Velican Oduncu…
Türkistan’dan İstanbul’a göç edip gelmiş bir yiğit…
“14 yaşındaki bu ülkü devi” yıllarca mapus yattı.
Osman Batur’un zalim Çin’de yaşadığını ona öz vatanında yaşattılar…
Sağmalcılar’ın karanlıklarında şişlenerek şehit edildi…
Kaç kere paylaştınız, deyin bana?
*
“Ölümleri öldürenler”in, “yağlı urgana rest çekenler”in davasını unuttunuz, “cüceler”e laf yetiştirdiğiniz Facebook’la mestsiniz!
Bu Hareket’in “4 Nisan 1997’de yanan yüreğini yağan kar” soğutamamıştı…
Ama siz…
“Sahte kahramanlar” için günlerdir “üşüme” destanları döktürüyorsunuz!
Başbuğ’un mezarına bir defa dönüp bakmayanlar için…
Kaç gündür birbirinizi yiyorsunuz, yapmayın!
*
Elin oğlu internette sizi gözlüyor; siz, uyduruk fotoşoplu fotoğraflarla kavgadasınız…
Onun bunun oltasına takılıp yem oluyor…
Yel değirmenleri ile savaşıyorsunuz…
Altına da küfür döşemeyi delikanlılık sayıyorsunuz…
Bir defacık Ocak’a veya parti teşkilatına uğradınız mı ki…
Gölgesi boyunu aşmış mesajlarınızla “ter akıtmadığınız teşkilatlar”da adam beğenmiyorsunuz!
*
“Kırgız korucu kardeşin” PKK kalleşiyle mücadele ederken şehit düştü…
Sosyal medyada ilgi görmediğinden mi paylaşamadınız?

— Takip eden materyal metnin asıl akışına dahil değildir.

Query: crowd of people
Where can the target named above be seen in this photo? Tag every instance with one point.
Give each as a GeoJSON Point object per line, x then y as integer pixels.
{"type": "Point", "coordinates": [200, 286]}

Neyinize sizin sanatçı kılıklı “PKK sevicisi kadının PKK renkli entarisi”?
Hatay Göç İdaresi’nin kampındaki 82 Uygur kardeşimizden haberiniz var mı?
Onları kızıl Çin’e iade edeceklerini yazdınız mı hiç?
İşiniz gücünüz “beğeni” kazanmakta…
“Dava” nerede, “Turan” nerede?
*
Giden gitti, ihanet eden etti, yola çıktıklarını yolda bulduklarına değişen değişti…
Muhalefeti, kahpeliği, ihaneti, kalleşliği affetme…
Affetme ama o çirkefliğin içine de düşmeden mücadele et…
“Lider”in var, “ahlâk”ın var, “töre”n var, “ülkü”n var, Türk milleti var!
18 Mart 2018 taze bir başlangıç; tren 2019 için yolda…
Geleceğin tasarımını, çektiğin çilelerle yoğurarak yapmalıyız…
Dirilmek, direnmek, çalışmak, üretmek zorundayız…
Ülkücü, “sağlam karakterli, bilgili, donanımlı, berrak, uyanık”tır…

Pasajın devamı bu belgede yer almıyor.